Ok so my baby rbp have not eaten in over a week now, starting right after I redid the while tank. Today it look like they were starting to eat, but everytime I would drop in a piece of shrimp they would eat it, but then spit the food back out, leaving it to sit on the floor. What is going on?!


----------



## MPG (Mar 14, 2010)

My piranha's do it all the time.

The bite off more then they can chew. If you don't seem him eating any of it though I would consider changing the diet up.


----------



## Fishmaniac (May 2, 2010)

Yeah it looks like he's spitting the whole thing out, as it will all fit into his mouth


----------



## Pirambeba (Feb 1, 2010)

My little mac had the same problem, try bloodworms.
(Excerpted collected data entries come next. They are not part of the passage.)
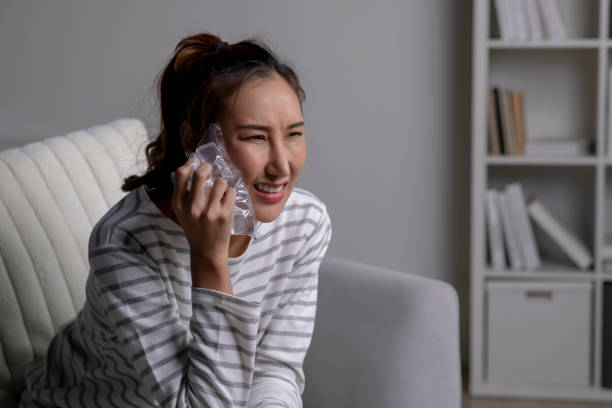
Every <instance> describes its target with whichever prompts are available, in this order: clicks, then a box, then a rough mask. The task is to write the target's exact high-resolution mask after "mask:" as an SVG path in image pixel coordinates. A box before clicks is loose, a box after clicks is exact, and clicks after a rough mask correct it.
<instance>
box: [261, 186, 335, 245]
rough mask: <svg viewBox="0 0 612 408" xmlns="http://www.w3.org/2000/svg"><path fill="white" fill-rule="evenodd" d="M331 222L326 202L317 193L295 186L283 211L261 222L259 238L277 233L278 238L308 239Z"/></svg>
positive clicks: (268, 235)
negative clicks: (269, 222)
mask: <svg viewBox="0 0 612 408" xmlns="http://www.w3.org/2000/svg"><path fill="white" fill-rule="evenodd" d="M328 224H330V221H329V214H328V212H327V207H326V206H325V203H323V201H322V200H321V199H320V198H319V197H317V196H316V195H315V194H313V193H311V192H309V191H307V190H304V189H301V188H295V189H294V190H293V191H292V192H291V195H290V196H289V199H288V200H287V202H286V203H285V207H284V208H283V211H282V212H281V213H280V214H279V216H278V217H277V218H276V219H275V220H274V221H272V222H270V223H265V224H260V226H259V227H258V232H257V235H258V238H266V237H268V236H270V235H277V239H278V240H281V239H297V237H301V239H303V240H304V239H308V237H310V236H311V235H313V234H314V233H315V232H316V231H317V230H319V229H321V228H323V229H326V228H327V225H328Z"/></svg>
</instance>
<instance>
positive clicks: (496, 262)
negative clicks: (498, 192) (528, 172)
mask: <svg viewBox="0 0 612 408" xmlns="http://www.w3.org/2000/svg"><path fill="white" fill-rule="evenodd" d="M486 201H487V203H486V204H487V205H486V207H487V229H488V233H489V254H490V255H491V266H492V267H493V269H496V270H502V269H505V268H506V254H505V252H504V242H503V238H502V224H501V219H500V216H499V208H498V207H499V204H498V192H497V191H495V190H489V191H487V197H486Z"/></svg>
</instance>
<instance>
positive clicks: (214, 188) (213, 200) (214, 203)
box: [206, 177, 228, 213]
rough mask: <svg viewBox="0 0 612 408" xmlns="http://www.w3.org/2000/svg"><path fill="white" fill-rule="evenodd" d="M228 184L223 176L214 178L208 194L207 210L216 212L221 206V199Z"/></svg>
mask: <svg viewBox="0 0 612 408" xmlns="http://www.w3.org/2000/svg"><path fill="white" fill-rule="evenodd" d="M227 188H228V185H227V181H225V179H224V178H222V177H219V178H217V179H216V180H215V184H213V188H212V189H211V190H210V193H209V195H208V208H207V210H206V211H207V212H209V213H210V212H217V211H219V210H220V208H221V199H222V198H223V195H224V194H225V192H226V191H227Z"/></svg>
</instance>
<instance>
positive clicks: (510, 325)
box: [469, 0, 612, 402]
mask: <svg viewBox="0 0 612 408" xmlns="http://www.w3.org/2000/svg"><path fill="white" fill-rule="evenodd" d="M510 1H516V2H518V1H519V0H510ZM536 2H539V0H536ZM557 2H558V4H559V5H560V7H561V11H562V14H563V17H564V18H565V20H566V21H565V23H566V27H567V34H568V37H567V38H564V39H558V40H550V39H542V40H537V41H533V40H530V41H508V40H502V39H501V38H500V37H499V32H498V27H497V26H498V24H497V22H496V13H495V9H494V7H495V0H474V17H473V52H472V58H473V64H472V98H471V102H472V152H471V153H472V154H471V160H472V163H471V165H472V166H471V170H472V174H471V212H470V224H471V225H470V281H471V286H470V296H471V299H470V303H471V305H470V309H471V310H470V325H471V327H470V366H469V370H470V375H469V378H470V393H471V394H472V395H475V396H501V397H517V398H534V399H557V400H574V401H605V402H612V388H606V387H605V386H602V370H603V357H604V355H605V353H604V350H603V348H604V345H603V341H602V338H603V332H604V329H605V327H604V323H603V305H604V294H603V287H604V284H605V283H606V282H612V267H610V268H609V269H606V268H604V262H603V261H604V259H605V256H606V255H605V254H606V252H609V253H611V254H612V239H611V240H610V241H609V242H610V243H609V248H607V245H606V236H611V237H612V140H609V137H608V135H609V134H612V132H610V131H609V129H608V128H609V127H611V126H612V118H610V117H608V116H609V112H612V109H611V108H612V107H611V106H610V104H612V95H609V91H608V90H609V89H610V86H609V80H610V74H609V73H610V69H611V68H612V38H611V36H610V31H611V29H612V27H611V26H610V20H611V18H610V9H611V6H610V4H611V3H612V0H557ZM492 87H501V88H505V89H510V90H515V91H520V92H523V93H524V100H525V117H526V120H525V128H526V135H527V139H528V140H532V141H542V140H549V139H579V140H586V141H589V142H590V144H591V146H592V147H593V149H591V150H590V151H588V152H587V153H586V154H584V155H582V156H577V157H560V156H553V155H550V156H546V155H544V156H518V155H492V154H491V153H490V149H489V141H490V140H489V139H490V138H489V135H488V132H487V130H488V121H487V120H488V110H487V107H488V92H489V90H490V89H491V88H492ZM513 182H520V183H521V185H522V186H523V189H524V193H525V197H526V198H530V197H533V196H535V197H537V199H538V201H540V202H542V203H544V204H545V205H546V207H547V208H548V209H549V210H551V212H552V213H553V214H555V215H556V216H558V218H559V219H560V220H561V221H563V223H564V224H565V225H566V226H567V227H568V229H570V230H571V231H572V232H574V233H575V234H576V235H577V236H578V237H579V238H581V240H582V241H583V242H584V243H585V245H586V246H587V247H588V250H589V252H590V253H591V255H592V256H593V259H594V263H593V265H592V266H591V267H590V268H589V269H588V270H579V269H578V268H576V267H575V266H574V265H573V264H572V262H571V261H570V260H569V258H568V257H567V256H566V255H565V254H564V253H563V252H562V251H560V250H559V248H558V247H556V246H555V244H554V242H553V241H552V240H550V238H548V237H546V236H545V234H543V233H542V232H541V231H540V230H539V229H538V228H537V227H535V226H534V232H535V239H536V242H537V245H538V248H539V250H540V255H541V258H542V267H541V268H538V269H535V270H529V271H525V270H523V271H514V270H510V269H502V270H499V269H495V268H492V267H491V266H490V262H489V260H488V256H487V232H486V231H487V229H486V211H485V202H486V200H485V197H486V193H487V190H489V189H497V190H501V189H502V188H503V187H504V186H505V185H507V184H509V183H513ZM606 249H608V250H606ZM611 256H612V255H611ZM610 264H611V265H612V262H611V263H610ZM548 296H550V297H548Z"/></svg>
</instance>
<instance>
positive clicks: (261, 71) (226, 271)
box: [21, 34, 331, 407]
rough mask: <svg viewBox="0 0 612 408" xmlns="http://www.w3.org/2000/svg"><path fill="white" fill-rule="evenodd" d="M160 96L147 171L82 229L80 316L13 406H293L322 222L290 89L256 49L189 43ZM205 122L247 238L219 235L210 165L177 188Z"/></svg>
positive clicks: (297, 107)
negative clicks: (244, 215) (311, 185)
mask: <svg viewBox="0 0 612 408" xmlns="http://www.w3.org/2000/svg"><path fill="white" fill-rule="evenodd" d="M160 97H161V124H162V130H161V132H160V134H159V136H158V137H157V139H156V140H154V141H153V142H152V143H150V144H149V145H148V146H147V159H148V163H149V167H148V170H147V172H146V173H145V174H144V175H142V176H131V177H128V178H127V179H126V180H125V183H124V185H123V189H124V190H125V191H129V194H127V195H126V196H125V197H124V198H123V199H122V200H121V201H120V202H119V203H117V204H116V205H115V206H114V207H113V208H111V209H110V210H109V211H108V213H106V215H105V216H104V217H103V218H102V219H101V220H100V221H99V222H98V223H97V224H96V226H95V227H94V229H93V231H92V233H91V236H90V241H89V260H90V265H91V271H90V274H89V278H88V281H87V287H86V293H87V301H86V303H85V306H84V307H83V309H82V310H81V311H80V313H79V314H78V316H77V317H76V319H75V320H74V321H73V322H71V323H70V324H68V325H66V326H65V327H63V328H62V329H61V330H60V331H59V332H58V334H57V335H56V336H55V338H54V339H53V341H52V342H51V344H50V346H49V350H48V353H47V358H46V359H45V360H43V361H40V362H36V363H34V364H33V365H32V366H30V367H29V369H28V372H27V374H26V391H25V393H24V395H23V397H22V400H21V404H22V406H87V407H98V406H99V407H107V406H112V407H124V406H132V407H142V406H164V407H165V406H172V407H175V406H179V407H184V406H185V407H186V406H189V407H191V406H207V407H208V406H210V407H217V406H224V407H230V406H232V407H233V406H248V407H262V406H269V405H274V406H284V407H298V406H301V404H302V403H301V393H302V392H303V390H304V373H303V370H302V362H303V359H304V355H305V353H306V351H307V349H308V346H309V344H310V339H311V336H312V330H313V326H314V316H315V307H316V294H317V291H316V289H317V272H318V268H319V264H320V262H321V259H322V257H323V255H324V254H325V251H326V250H327V246H328V244H329V239H330V236H331V226H330V222H329V217H328V214H327V211H326V208H325V206H324V204H323V203H322V202H321V201H320V200H318V199H317V198H316V197H315V196H313V195H312V194H310V193H308V192H306V191H304V190H300V189H297V188H295V184H296V181H297V178H298V176H299V174H300V172H301V170H302V168H303V166H304V163H305V158H306V144H305V138H304V121H303V117H302V109H301V103H302V101H303V98H304V94H303V91H302V88H301V86H300V83H299V81H298V78H297V76H296V75H295V73H294V72H293V70H292V69H291V68H289V67H288V66H286V65H285V64H283V63H281V62H279V61H278V59H277V58H276V57H275V56H273V54H272V53H271V52H270V51H269V50H268V49H267V48H266V47H265V46H263V45H261V44H258V43H257V42H254V41H243V42H240V43H237V44H233V45H230V44H227V43H224V42H221V40H220V39H219V38H218V37H216V36H213V35H209V34H199V35H195V36H192V37H188V38H185V39H183V40H182V41H180V42H179V44H178V46H177V48H176V50H175V53H174V55H173V57H172V59H171V60H170V62H169V63H168V65H167V67H166V68H165V70H164V71H163V73H162V76H161V80H160ZM213 122H217V123H219V125H220V127H221V130H222V132H223V136H224V142H225V145H226V148H227V151H228V154H229V156H230V158H231V160H232V161H233V163H234V164H235V165H236V167H237V168H238V169H239V170H240V172H241V173H242V175H243V178H244V181H245V184H246V186H247V189H248V192H249V195H250V197H251V201H252V203H253V208H254V212H255V215H256V217H257V219H258V221H259V222H260V223H259V224H258V227H257V230H256V234H255V238H254V239H251V238H250V237H249V236H247V235H230V231H231V225H232V214H233V212H232V207H233V204H234V199H235V191H234V189H233V188H232V187H228V184H227V182H225V181H224V180H223V179H220V178H219V179H217V180H215V182H214V185H213V188H212V190H211V191H210V192H209V194H208V195H206V194H204V187H203V186H204V182H205V181H206V180H207V179H208V178H209V177H210V175H211V167H210V165H207V164H203V165H201V166H200V167H198V168H197V170H196V171H195V173H194V175H193V184H192V185H191V188H190V189H187V187H186V183H187V179H188V175H189V172H190V166H189V163H187V162H186V155H185V153H184V152H185V151H193V150H194V148H195V146H196V145H197V143H198V141H199V139H200V136H201V135H202V134H203V133H204V131H205V130H206V129H207V127H208V126H209V125H210V124H211V123H213ZM174 171H176V174H175V178H174V184H173V183H172V181H171V177H170V175H171V173H172V172H174Z"/></svg>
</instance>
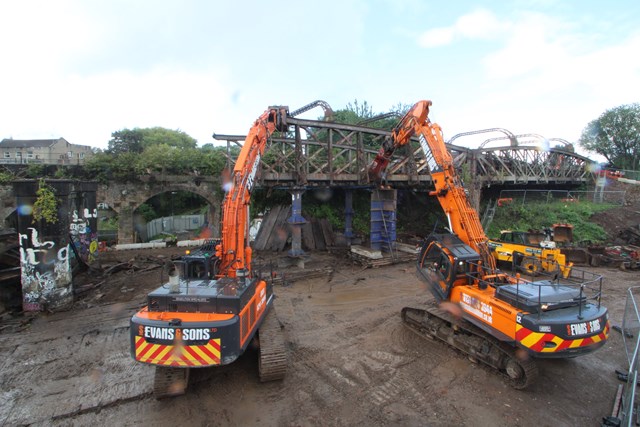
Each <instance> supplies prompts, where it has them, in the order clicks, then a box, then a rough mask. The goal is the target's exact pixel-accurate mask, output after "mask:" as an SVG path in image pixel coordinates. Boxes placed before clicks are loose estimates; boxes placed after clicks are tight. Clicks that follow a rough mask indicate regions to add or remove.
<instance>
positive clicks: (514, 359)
mask: <svg viewBox="0 0 640 427" xmlns="http://www.w3.org/2000/svg"><path fill="white" fill-rule="evenodd" d="M402 320H403V323H404V325H405V326H406V327H408V328H409V329H410V330H411V331H413V332H414V333H416V334H418V335H419V336H421V337H422V338H426V339H438V340H440V341H443V342H445V343H447V344H449V345H450V346H452V347H453V348H455V349H457V350H458V351H460V352H462V353H464V354H465V355H467V356H468V357H469V359H471V360H472V361H474V362H476V361H477V362H482V363H484V364H485V365H487V366H490V367H491V368H493V369H495V370H497V371H498V372H499V373H500V374H501V375H502V376H503V377H504V378H505V379H506V380H507V382H508V383H509V385H511V386H512V387H513V388H515V389H518V390H520V389H524V388H526V387H528V386H530V385H531V384H533V383H534V382H535V381H536V379H537V377H538V367H537V365H536V363H535V361H534V360H533V359H532V358H531V357H528V356H526V354H525V353H523V355H524V357H520V356H519V354H518V352H517V349H516V348H515V347H513V346H511V345H509V344H507V343H504V342H502V341H499V340H498V339H496V338H494V337H493V336H491V335H489V334H488V333H486V332H484V331H483V330H482V329H480V328H478V327H477V326H475V325H473V324H471V323H469V322H468V321H466V320H463V319H458V318H456V317H454V316H453V315H452V314H451V313H449V312H447V311H444V310H442V309H440V308H436V307H433V308H428V309H419V308H413V307H404V308H403V309H402Z"/></svg>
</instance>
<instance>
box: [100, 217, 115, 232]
mask: <svg viewBox="0 0 640 427" xmlns="http://www.w3.org/2000/svg"><path fill="white" fill-rule="evenodd" d="M98 230H102V231H106V230H118V218H117V217H111V218H105V219H104V221H98Z"/></svg>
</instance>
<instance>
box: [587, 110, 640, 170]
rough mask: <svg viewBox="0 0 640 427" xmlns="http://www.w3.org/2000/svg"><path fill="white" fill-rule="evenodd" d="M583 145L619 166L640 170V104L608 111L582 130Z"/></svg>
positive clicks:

If that still doesn't work, just be persistent they won't starve themselves.


----------



## Piranha_man (Jan 29, 2005)

What do you mean you _"redid the whole tank?"_

I'm suspecting you tank isn't cycled.


----------



## CLUSTER ONE (Aug 2, 2006)

this is from june. Don't you love when the OP just stops posting and doesn't even bother to update?


----------



## Piranha_man (Jan 29, 2005)

Ah yeah... I didn't even notice the date.

Wonder how everything turned out...


----------



## Fishmaniac (May 2, 2010)

Ah yes sorry about that. Oh the piranhas died a while back...they never did start eating again. Wate parameters were perfect, but there just must have been something wrong that I couldn't fathom...oh well, we all learn from our mistakes I suppose


----------